The SC/MP looks like a rubbish CPU
Ooooh heresy :-) In its defence, decades on, this rubbish CPU is still guiding thousands of lifts ('elevators') up and down tall buildings and was ideal for small control operations having 5 bits on on-chip I/O. Nationals NIBL interpreter was a better implementation than many Tiny Basics, having a do-while construct, fixed program execution, indirection, I/O control, memory paging... it was (and is) a cheap and cheerful processor that hobbyists could afford to build and expand. I've built a few SC/MP systems and I like it!
Cheers
Phil
Bear in mind this was my opinion in 1976 or 77, looking at it as a machine to do general-purpose computing on, for example to target a Pascal (subset) compiler at. If you regard it as a replacement for random logic in an application where speed wasn't important then a different conclusion can be reached -- it looks pretty reasonable when compared with early PC or 8051, neither of which existed at the time.
Much the of ISA is very reasonable, even good. Being able to access +/- 127 bytes (or a calculated dynamic offset) from the PC or three other pointer registers with a single instruction is nice. The ability to write back the EA into the pointer register is nice. The "co-routine" nature of function calls is nice if you only need one level of call. Having 11 bytes of registers in a $25 CPU in 1976 is nice, vs 7 bytes in the 6502.
What isn't nice:
- being able to add an 8 bit offset to a pointer and have carries ripple from bit 7 up to bit 11, but not the remaining 4 bits is ... wtf? And the same for PC increment. That's completely needless penny-pinching, and the single biggest obstacle to running generic software. I suppose the justification is that if you only want to attach 4K (or less) of memory and not demultiplex the upper 4 address bits from the data bus then you can just assume that the top 4 bits are always zero because everything wraps. But ignoring them would work just as well. Or making sure your program didn't exceed the memory limits -- any program which does actually wrap almost certainly has a bug. The 6502 definitely wins here, even if the code to access at a known offset from a pointer is a byte bigger (but you can use a lot more pointers).
- the large amount of code needed to call a function at an absolute address, loading one byte at a time into the accumulator, swapping it with the hi or lo byte of a pointer register, save the old contents on the stack, then finally swap the pointer with PC. It's 11 bytes of code, on a machine with limited memory. The 6502 and Z80 use 3 bytes of code.
- very limited conditional branching. No branch on negative (need to branch positive around an unconditional branch), and no branches on carry or overflow set or cleared. Those require transferring the status to the accumulator, anding a constant, then branch on zero/non-zero. Maybe those are uncommon operations, I don't know.

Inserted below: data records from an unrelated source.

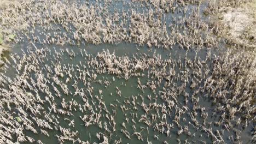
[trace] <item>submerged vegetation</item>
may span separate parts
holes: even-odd
[[[0,9],[0,45],[15,43],[2,58],[0,143],[255,143],[254,29],[236,19],[255,24],[248,2]]]

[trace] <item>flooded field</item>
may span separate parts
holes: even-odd
[[[219,34],[212,4],[34,0],[2,10],[11,45],[0,143],[253,143],[255,53]]]

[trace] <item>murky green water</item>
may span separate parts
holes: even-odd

- complement and add. My gripe is really just about the name, as in reality it's exactly the same as the 6502's subtract (SBC) instruction. With both, you need to set carry/link before a subtract.
- just the general slowness. Instructions take typically 3 to 5 times more clock cycles than the 6502, and both run at 1 MHz. The z80 takes a similar number of clock cycles to the SC/MP, but it runs at a higher clock speed. That 11 byte 7 instruction function call sequence takes 79 clock cycles. The 6502 takes 6 clock cycles. The z80 takes 17 clock cycles.
Ok, controller applications often don't need much speed. 50k to 100k instructions per second is fine. And they often don't need a lot of generalized nested function calls.